Когда крыши еще были целы и полукружья черепиц, напоминающие боковинки кувшинов, крепко сидели одна в другой — не разожмешь, как пальцы, сжатые в тугой кулак, — они были призваны охранять «Kinder» и «K"uche» в основательно сбитых домах. Само собой, что о душах их обитателей заботилась «Kirche». Непривычно высокие трубы и острые шпили — все здесь тянулось к небу, к всемогущему господу, в полной уверенности, что он не подведет. Каждому положено добросовестно выполнять свои обязанности: как человеку, так и богу.
«Зоя, какие счеты у тебя со мною и с собой? Что за дьявол вселился в тебя? Тревожишься за меня, а каждым своим словом ранишь. Мне здесь и так тошно. Думаешь, мне доставляет удовольствие созерцать, какими жалкими оказываются высокие, гордые трубы, когда их повергают в прах?»
Нет, каменное крошево, раздавленное стекло и осколки кирпича, где бы они ни были, не вызывают у Бориса мстительной радости. Но после его последнего ранения — на польской границе — чей-то сердобольный глаз высмотрел в его бумагах, что до войны он работал инженером на хлебозаводе. И Борису поручили обеспечивать хлебом этот большой голодный немецкий город. Может быть, и нельзя в этом признаваться, но костлявые фигуры без признаков женственной мягкости и округлости, что целыми днями мнут и мнут тесто, склонившись над корытами, не вызывают у него ни малейшей неприязни. Корыта женщины принесли из собственных домов. Первую закваску Борис привез им из полевой пекарни. По мере своих сил он старался помочь им, облегчить их труд.
Как усердно они работают, эти изможденные женщины. У него на родине таких зовут солдатками. Те солдатки тоже не отлынивают от работы, но ему с ними приходилось бы труднее, чем с чужими. Свои позволяли бы себе изредка опаздывать. У немок такое исключено. Да, свои-то солдатки словцом бы перебросились, несмотря на голод и усталость; затянули бы песню. А его бы наверняка наградили прозвищем. Пусть бы и окрестили его, скажем, «бабьим начальничком», он не прочь, и чтобы одна, совсем юная и смешливая, завидев его, хихикала, стыдливо прикрывая рукавом рот. А эти… Невзирая на то, что язык их он знает недурно — об этом позаботилась в свое время Елена Максимовна, — слов для них у него нет. За их согнутыми спинами ему порой чудились притаившиеся мрачные тени.

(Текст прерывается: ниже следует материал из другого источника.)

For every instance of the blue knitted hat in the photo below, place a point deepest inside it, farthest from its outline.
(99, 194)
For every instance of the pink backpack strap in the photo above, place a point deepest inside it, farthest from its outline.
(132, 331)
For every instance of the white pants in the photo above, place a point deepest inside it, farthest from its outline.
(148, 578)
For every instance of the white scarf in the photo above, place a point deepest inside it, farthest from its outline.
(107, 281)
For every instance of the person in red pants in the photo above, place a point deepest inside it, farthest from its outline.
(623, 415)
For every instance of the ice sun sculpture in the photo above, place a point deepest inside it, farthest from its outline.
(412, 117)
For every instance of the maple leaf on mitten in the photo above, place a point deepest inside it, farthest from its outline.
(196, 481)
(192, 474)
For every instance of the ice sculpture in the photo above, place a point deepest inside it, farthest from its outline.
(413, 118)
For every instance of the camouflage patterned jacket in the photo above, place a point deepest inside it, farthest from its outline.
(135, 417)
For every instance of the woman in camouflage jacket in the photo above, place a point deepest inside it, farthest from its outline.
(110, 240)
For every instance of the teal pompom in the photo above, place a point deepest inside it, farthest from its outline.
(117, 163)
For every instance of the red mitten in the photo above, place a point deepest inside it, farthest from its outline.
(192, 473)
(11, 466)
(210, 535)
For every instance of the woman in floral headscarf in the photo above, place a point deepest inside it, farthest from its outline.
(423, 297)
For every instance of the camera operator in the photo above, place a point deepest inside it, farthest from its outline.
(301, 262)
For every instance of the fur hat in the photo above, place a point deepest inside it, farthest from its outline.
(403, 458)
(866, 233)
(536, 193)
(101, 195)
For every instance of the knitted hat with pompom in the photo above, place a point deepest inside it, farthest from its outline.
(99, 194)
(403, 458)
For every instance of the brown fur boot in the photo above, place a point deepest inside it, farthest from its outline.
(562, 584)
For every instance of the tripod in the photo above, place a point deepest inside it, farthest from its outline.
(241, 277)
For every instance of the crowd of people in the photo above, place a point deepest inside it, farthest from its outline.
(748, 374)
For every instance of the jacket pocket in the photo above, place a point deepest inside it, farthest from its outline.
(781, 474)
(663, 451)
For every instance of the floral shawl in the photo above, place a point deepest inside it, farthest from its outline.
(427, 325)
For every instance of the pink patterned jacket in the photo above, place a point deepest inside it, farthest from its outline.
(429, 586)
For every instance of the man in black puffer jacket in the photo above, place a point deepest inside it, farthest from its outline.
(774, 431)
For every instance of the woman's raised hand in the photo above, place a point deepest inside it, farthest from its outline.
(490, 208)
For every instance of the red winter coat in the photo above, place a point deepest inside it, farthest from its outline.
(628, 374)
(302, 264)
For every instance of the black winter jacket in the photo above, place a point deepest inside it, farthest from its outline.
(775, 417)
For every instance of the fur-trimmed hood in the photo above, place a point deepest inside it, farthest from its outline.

Елена Максимовна… Зоя… Что приберегает для него эта непонятная женщина?
Борис тихонько пробрался в дом, запер изнутри дверь своей комнаты. Ему сейчас нужно только одно: чтобы хозяйка не пронюхала, что он дома. Однако слух у нее завидный. И минуты, кажется, не прошло, а в дверь уже раздается осторожный стук. Борис молчит. Хозяйка удаляется от двери, наверно, разобиженная. А провались она… Будто у него нет других забот, как только потрафить хозяйке — не дай бог, надуется… На стене его комнаты — отчетливый отпечаток продолговатого четырехугольника. Очевидно, здесь висел портрет, который не так давно сняли. Кто же был изображен на нем? Муж хозяйки или сын? Не слишком-то добропорядочно сдернуть со стены портрет мужа или сына, дерущихся, наверное, на Восточном фронте, и каждый день набиваться к советскому офицеру с горячим кофейником. Чего вымогает прилипчивый взгляд этой пятидесятилетней женщины? Чтоб он поднес ей банку консервов или, того почище, укротил ее неутоленную тоску по ласке? Может быть, Гитлер собственной персоной несколько недель тому назад красовался на стене нынешнего пристанища Бориса? Если так, хозяйке тем более не подобает такими маслеными глазами глядеть на своего постояльца.